Providing good advice to investors that have relatively little money has always been a tricky affair. After all, the price of a good adviser can be too high for those of modest means. In practice, small investors find themselves left to their own devices or paying through the nose for the little advice they can get.
Robo-advisers try to address this underserved segment of the market by, largely, cutting out the expensive human advisers and serving up advice via computer programs.
At the moment, the advice they offer is a shadow of that provided by good investment advisers who act as fiduciaries to those with large accounts. But it might not be too far removed – and perhaps even superior – to the sales job that frequently masquerades as investment advice from non-fiduciaries.
Simple asset allocation, implementation, rebalancing and monitoring are at the heart of what robo-advisers do today. It's a service that in many ways is similar to that offered by balanced mutual funds, apart from some asset allocation customization and a few other tweaks.
Asset allocation is typically determined via client interviews and questionnaires. The idea is to try to figure out a client's capacity and willingness to take on risk. Each client's risk-reward profile is then used to sort them into one of a handful of suitable model portfolios.
This is where a set of rules, or an algorithm, comes in. The idea is to make sure that conservative little old ladies, and gentlemen, stick with GICs, bonds and other predictable investments. On the other hand, aggressive wrinkle-free investors might be best served with stock-heavy portfolios. Or at least that's the general idea.
But it's a balancing act because assets with high expected returns usually come with a good deal of risk while low-risk investments often offer little in the way of return. Generally speaking, investors should hold a combination of assets that have the best expected returns that they can stick with through several market cycles.
Most people do well with simple balanced portfolios with about 40 per cent in bonds and 60 per cent in stocks, which provide a happy medium between risk and reward. Those who are more risk averse can ratchet up their bond holdings (at the expense of expected returns) while risk seekers can opt for more stocks.

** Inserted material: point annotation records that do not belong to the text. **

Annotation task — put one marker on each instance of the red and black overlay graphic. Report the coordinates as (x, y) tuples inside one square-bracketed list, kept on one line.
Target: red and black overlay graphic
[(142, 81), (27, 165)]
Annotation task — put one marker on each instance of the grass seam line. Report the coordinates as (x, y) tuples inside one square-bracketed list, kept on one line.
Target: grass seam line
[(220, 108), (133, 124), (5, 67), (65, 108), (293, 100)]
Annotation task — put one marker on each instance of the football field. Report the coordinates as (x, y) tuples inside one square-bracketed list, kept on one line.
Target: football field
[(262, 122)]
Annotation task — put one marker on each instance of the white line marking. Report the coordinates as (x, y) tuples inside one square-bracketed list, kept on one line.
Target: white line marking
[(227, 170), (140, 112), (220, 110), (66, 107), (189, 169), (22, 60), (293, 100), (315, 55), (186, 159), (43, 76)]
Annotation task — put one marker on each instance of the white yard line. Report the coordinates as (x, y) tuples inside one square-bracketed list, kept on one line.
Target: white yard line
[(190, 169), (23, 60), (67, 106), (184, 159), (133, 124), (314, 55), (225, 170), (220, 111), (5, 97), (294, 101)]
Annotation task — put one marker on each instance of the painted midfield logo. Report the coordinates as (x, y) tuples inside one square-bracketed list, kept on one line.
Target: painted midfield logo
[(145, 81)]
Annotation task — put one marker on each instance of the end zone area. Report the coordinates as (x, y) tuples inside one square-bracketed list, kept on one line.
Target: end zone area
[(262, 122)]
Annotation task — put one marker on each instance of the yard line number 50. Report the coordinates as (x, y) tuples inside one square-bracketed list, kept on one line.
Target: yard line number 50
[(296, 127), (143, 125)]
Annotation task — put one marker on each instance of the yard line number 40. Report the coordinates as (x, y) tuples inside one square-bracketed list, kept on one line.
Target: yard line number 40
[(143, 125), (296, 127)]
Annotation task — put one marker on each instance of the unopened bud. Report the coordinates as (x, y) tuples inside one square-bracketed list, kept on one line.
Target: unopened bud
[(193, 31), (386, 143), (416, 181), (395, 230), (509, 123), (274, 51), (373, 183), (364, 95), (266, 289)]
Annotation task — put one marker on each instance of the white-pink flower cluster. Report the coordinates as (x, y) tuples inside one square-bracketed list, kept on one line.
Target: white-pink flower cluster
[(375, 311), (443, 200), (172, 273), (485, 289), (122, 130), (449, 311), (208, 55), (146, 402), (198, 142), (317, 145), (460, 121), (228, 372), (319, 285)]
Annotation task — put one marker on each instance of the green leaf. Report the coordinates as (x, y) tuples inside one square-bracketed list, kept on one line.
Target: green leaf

The precise asset allocation decision appears to be complicated, but it doesn't have to be and, for experienced investors, it's generally not worth paying money for.
If you haven't figured out the best allocation for you, look up the Vanguard Investor Questionnaire online and take their test for free. It will provide a suggested stock-bond split depending on a series of 11 questions.
Once you know a good allocation, head on over to adviser Dan Bortolotti's blog at CanadianCouchPotato.com, and click on "Model Portfolios," which contains low-fee model portfolios based on index funds or exchange-traded funds that are suitable for self-directed investors.
(If in doubt, select a slightly lower risk portfolio than indicated because most people become more risk intolerant than initially expected during bear markets.)
For instance, his balanced ETF portfolio holds 40 per cent of its money in the BMO Aggregate Bond Index ETF (ZAG), 20 per cent in the Vanguard FTSE Canada All Cap Index ETF (VCN), and 40 per cent in the iShares Core MSCI All Country World ex Canada Index ETF (XAW). All for a blended annual fee (MER) of just 0.14 per cent. That's far lower than a tenth the fee of many regular balanced funds and well below the cost of robo-advisers. (Low-fee funds or robo-advisers should be considered by those of very modest means.)
Building a simple balanced portfolio of index funds isn't rocket science and picking one that fits your risk profile is relatively straightforward. Unless you have money to burn, it doesn't make sense to pay for something you can easily do yourself.